Since the early 1990s, Warren Salmon, CEO of Toronto’s Black Board International, has used technology to address black issues. He developed a line of educational software predicts focused on black content, such as black history. The line, called Ashaware, currently has 12 titles and is sold mostly through the US in the K-12 educational level.

So far, the trend on the Internet is the big portal sites like Yahoo! Salmon says he thinks that is going to change. “I think the next wave is going to be niche market companies focused on specific groups, whether it be ethnic groups or women,” he says. “I think there’s a huge potential for niche market type companies.”

Katzman agrees. “Look at the religious market,” Katzman says. “That’s a very fruitful place.” And one that is often ignored. It has very unique needs with no shortage of products dedicated toward it. How many bookstores are without a religion or new age section?”

Marketing toward just any community could result in failure. The community has to be cohesive and referenceable, not just distinctive, Katzman says.

In the Skywriter Communications Inc. Case, it markets CD-ROM computer games to the female PC-user market under the brand name Women Wise.
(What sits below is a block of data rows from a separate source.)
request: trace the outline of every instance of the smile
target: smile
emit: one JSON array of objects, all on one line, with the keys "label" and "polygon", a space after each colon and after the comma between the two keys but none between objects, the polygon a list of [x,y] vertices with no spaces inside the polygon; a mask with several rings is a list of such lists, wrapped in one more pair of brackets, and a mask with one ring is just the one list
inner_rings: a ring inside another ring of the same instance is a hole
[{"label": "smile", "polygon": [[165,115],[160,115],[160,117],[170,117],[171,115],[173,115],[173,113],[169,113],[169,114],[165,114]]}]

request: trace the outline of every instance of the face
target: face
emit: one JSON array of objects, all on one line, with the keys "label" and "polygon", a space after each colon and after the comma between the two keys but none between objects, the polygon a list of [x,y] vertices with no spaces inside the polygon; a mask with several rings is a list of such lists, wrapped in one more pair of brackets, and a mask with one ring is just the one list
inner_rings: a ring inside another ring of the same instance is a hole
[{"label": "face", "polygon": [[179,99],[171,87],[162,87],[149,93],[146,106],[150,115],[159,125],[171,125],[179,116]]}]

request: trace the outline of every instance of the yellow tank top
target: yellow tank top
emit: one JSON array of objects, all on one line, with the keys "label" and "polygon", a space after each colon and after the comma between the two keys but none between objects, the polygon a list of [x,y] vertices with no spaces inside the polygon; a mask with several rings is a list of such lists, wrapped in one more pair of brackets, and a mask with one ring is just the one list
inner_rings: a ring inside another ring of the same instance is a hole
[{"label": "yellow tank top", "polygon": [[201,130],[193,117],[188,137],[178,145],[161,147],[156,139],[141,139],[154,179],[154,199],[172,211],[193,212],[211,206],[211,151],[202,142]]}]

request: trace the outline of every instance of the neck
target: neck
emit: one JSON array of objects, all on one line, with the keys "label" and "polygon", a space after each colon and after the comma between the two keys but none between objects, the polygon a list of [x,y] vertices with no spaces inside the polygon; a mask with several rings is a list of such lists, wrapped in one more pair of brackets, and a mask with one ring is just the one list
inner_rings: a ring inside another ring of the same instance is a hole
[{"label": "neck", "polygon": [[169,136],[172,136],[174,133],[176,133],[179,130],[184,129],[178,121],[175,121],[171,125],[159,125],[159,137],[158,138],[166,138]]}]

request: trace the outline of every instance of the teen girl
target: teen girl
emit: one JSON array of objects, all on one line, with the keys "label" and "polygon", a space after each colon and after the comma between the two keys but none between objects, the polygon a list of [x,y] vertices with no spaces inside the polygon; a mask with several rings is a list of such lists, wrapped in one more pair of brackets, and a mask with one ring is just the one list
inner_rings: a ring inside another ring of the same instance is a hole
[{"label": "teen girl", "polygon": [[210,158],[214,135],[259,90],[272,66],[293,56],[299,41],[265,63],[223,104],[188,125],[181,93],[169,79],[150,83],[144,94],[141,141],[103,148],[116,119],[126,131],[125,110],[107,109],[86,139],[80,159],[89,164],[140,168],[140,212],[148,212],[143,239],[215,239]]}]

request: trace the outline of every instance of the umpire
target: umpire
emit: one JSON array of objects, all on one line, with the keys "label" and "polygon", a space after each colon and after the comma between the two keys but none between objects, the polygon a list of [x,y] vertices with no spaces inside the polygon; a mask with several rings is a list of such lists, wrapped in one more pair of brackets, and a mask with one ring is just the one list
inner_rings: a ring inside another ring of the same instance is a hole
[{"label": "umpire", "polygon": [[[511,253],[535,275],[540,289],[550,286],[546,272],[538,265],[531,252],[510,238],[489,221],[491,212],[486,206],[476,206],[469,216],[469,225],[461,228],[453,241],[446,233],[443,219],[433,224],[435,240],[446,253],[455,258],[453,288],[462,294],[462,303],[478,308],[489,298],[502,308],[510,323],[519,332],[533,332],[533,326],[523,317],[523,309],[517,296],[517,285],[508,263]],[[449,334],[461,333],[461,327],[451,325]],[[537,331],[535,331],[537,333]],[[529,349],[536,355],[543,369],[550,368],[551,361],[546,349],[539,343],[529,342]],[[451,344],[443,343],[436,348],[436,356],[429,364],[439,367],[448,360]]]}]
The first title, The Legend of Lotus Spring, was released on Valentine’s Day. A romantic adventure game, Lotus Spring is the first in a line of entertainment titles geared toward women.

“It’s something that I’ve wanted to do for a really long time, but the marketplace wasn’t ready for it,” says Anne-Marie Huurre, founder of Toronto’s Skywriter. “I think the timing is right now.” Women have been largely ignored by the software producers, she says, and a result the retail avenues aren’t available.

Computer software stores carry few titles targeted at women because software for women doesn’t fit easily into software classifications. So the problem becomes, she says, where can women buy software products for women?

Toronto’s iFuture Inc. Seems to have solved that problem. They’ve taken their product directly to the Web and attracted a worldwide audience. Partnering with the world’s most widely syndicated astrologer, Toronto-based Eugenia Last, iFuture is the creator of AstroAdvice.com, an astrology website. Of its 870,000 users, 70% are female. AstroAdvice.com is the most recent incarnation of computer-based astrology products that have been in development since the early 1980s, and iFuture also maintains an e-commerce store on the site that sells astrology-related items.

Business is good, says Ted Kotschorek, president and CEO of iFuture. The site has a lot of loyal users and has branded itself to be one of the top astrology sites is the world, he says. Astrology is a popular topic, and it is even more so in the virtual world.

“When you introduce a truly innovative product—this frequently happens in the technology industry – you usually run into an issue with a number of folks, and what you have, if it’s truly innovative, could potentially be the basis for someone’s competitive advantage,” Katzman says.